Écho de la rentrée des cartels par Serena Guttadauro-Landriscini – Vanessa Berlie

Le 15 octobre dernier s’est tenue à Paris la Soirée de rentrée des cartels, événement annuel organisé par l’Envers de Paris et l’ACF Ile-de-France. Sous le titre Cartels au féminin – Pas-toute dans le savoir, en résonance directe avec les prochaines journées de l’ECF[1], cette rentrée des cartels fut l’occasion d’entendre des témoignages issus de l’expérience d’une « élaboration soutenue dans un petit groupe »[2].

C’est également le temps pour exposer le travail d’un cartel, c’est-à-dire le produit issu de l’étude à plusieurs d’un texte ou d’un séminaire. Le résultat pour chacun de cette recherche, de cette lecture, constitue un bout de savoir nouveau. Car dans cette rencontre renouvelée chaque mois entre quatre, plus-un, il s’agit de créer un tourbillon[3] où surprise, découverte et ouverture sont au rendez-vous pour permettre un gain de savoir.

Le cartel est un outil de travail de l’École et pour l’École qui se distingue des enseignements traditionnels et des études solitaires. Comment saisir quelque chose de ce savoir qui échappe et qui s’éclaire en même temps, grâce au transfert de travail qui émerge dans ces rencontres ? Tel était le fil rouge de cette soirée du 15 octobre 2019. Car, comme a pu le souligner notre invitée Marie-Hélène Brousse, le savoir en psychanalyse se caractérise d’être toujours supposé, le « savoir » étant aussi un des noms de l’inconscient. Et c’est parce qu’il est habité par une division subjective que le savoir est vivant. C’est en cela qu’un parallèle est possible entre ce qu’il se passe dans un cartel et dans une analyse.

Maria Novaes[4] nous a parlé de son travail en cartel autour du Séminaire XX où la définition du ratage du rapport sexuel par Lacan lui a permis de faire un lien avec la question du féminin et l’élaboration du pas-tout.

Soledad Peñafiel[5], au travail sur le Séminaire XIX, a voulu souligner la discordance entre les sexes, telle que Lacan l’énonce, en lien avec le pas-tout.

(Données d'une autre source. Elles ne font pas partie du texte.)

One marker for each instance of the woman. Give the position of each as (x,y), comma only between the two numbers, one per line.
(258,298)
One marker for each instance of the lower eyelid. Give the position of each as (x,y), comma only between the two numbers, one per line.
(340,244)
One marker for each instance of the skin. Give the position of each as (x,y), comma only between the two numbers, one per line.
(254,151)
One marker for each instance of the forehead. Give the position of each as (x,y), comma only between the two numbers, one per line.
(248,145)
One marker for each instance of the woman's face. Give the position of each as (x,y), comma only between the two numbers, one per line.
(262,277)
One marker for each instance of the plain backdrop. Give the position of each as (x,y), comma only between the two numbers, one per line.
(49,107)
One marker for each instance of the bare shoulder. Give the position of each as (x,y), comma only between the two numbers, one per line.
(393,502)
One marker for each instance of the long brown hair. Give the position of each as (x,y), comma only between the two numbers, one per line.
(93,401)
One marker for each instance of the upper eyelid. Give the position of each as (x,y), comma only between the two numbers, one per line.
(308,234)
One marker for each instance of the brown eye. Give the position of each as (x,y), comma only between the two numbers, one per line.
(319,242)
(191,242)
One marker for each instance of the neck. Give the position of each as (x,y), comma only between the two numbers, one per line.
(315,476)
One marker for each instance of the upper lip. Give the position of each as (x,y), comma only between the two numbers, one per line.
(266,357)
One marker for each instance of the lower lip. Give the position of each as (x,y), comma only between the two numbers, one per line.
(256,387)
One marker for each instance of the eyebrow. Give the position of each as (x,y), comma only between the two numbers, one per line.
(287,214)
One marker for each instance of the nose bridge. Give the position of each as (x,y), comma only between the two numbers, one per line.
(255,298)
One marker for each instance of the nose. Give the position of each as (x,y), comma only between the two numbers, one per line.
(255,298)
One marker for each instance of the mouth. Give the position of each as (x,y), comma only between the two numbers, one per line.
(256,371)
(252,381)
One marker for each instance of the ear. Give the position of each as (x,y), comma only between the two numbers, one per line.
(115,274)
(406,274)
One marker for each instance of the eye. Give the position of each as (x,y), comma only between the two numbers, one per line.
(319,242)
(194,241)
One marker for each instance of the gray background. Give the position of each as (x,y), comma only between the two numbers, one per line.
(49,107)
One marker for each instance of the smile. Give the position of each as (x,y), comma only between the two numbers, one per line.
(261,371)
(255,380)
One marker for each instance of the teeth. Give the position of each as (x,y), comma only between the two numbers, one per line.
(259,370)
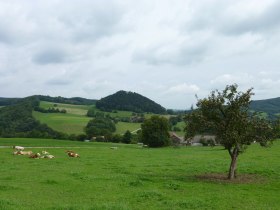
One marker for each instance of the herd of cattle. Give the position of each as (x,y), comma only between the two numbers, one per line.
(19,150)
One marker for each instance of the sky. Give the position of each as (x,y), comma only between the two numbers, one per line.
(166,50)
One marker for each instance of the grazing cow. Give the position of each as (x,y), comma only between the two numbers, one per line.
(49,156)
(18,148)
(36,156)
(72,154)
(45,153)
(23,152)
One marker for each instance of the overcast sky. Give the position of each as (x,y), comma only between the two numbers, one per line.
(167,50)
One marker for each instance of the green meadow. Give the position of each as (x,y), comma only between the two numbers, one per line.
(131,177)
(74,121)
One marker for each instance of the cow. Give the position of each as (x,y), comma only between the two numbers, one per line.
(18,148)
(72,154)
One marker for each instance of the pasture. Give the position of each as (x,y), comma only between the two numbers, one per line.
(136,178)
(74,121)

Andrea Castillo[6] a, quant à elle, travaillé en cartel sur la lecture du dernier enseignement de Jacques-Alain Miller « L’Un tout seul ». Son exposé fut un témoignage très personnel de ses deux positions : ne rien savoir en cartel et toute seule sur le divan, à partir desquelles elle a extrait un petit savoir nouveau sur la jouissance féminine.

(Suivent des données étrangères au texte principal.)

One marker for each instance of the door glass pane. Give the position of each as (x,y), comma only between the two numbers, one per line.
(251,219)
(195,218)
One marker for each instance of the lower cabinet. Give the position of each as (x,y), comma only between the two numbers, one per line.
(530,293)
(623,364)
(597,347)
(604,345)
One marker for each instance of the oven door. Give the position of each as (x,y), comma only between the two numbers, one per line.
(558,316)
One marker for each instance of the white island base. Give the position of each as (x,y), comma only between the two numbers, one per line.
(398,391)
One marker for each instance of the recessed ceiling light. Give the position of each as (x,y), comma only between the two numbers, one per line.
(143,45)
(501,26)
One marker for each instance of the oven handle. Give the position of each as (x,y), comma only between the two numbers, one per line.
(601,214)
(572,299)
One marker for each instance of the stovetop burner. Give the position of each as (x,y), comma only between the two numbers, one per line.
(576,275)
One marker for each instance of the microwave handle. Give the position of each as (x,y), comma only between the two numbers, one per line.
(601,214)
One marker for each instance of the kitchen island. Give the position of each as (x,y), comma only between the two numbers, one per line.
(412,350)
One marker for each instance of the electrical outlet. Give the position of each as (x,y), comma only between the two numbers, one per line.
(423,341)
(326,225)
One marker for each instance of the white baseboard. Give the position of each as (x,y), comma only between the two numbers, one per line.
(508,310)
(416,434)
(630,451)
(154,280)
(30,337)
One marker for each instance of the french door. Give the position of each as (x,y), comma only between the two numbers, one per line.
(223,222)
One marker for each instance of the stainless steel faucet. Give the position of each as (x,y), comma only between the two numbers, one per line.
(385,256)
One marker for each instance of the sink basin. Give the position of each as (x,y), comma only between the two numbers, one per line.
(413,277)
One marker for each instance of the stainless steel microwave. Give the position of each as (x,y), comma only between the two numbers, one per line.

Marie-Hélène Brousse[7] était l’extime de notre soirée et c’est avec grande finesse et générosité qu’elle a commenté et discuté chaque cas.

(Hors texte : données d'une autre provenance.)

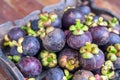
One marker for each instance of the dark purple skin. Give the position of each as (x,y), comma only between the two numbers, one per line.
(57,23)
(100,35)
(117,75)
(16,33)
(77,41)
(70,16)
(117,28)
(94,63)
(71,54)
(117,64)
(84,9)
(30,66)
(13,51)
(113,39)
(34,24)
(30,46)
(82,75)
(54,41)
(54,74)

Cette rentrée des cartels a attiré beaucoup de monde, notamment des étudiants de Paris 8 et des personnes désireuses de faire cartel pour la première fois. Ainsi, 14 cartels ont été constitués à l’issue de cette soirée de travail. Un succès !

À l’année prochaine !

[1]               Sous le titre « Femmes en psychanalyse », le 16 et 17 novembre 2019 au Palais des Congres de Paris.

[2]               Lacan J., « Acte de fondation » (1964), Autres écrits, Paris, Seuil, 2001, p.229.

[3]               Franck Rollier, Qu’est-ce qu’un cartel ?, https://www.causefreudienne.net/quest-ce-quun-cartel/

[4]               Membre de l’ACF Voie Domitienne.

[5]               Membre de L’Envers de Paris.

[6]               Membre de l’ACF Ile-de-France.

[7]               Psychanalyste, membre de l’ECF et de l’AMP.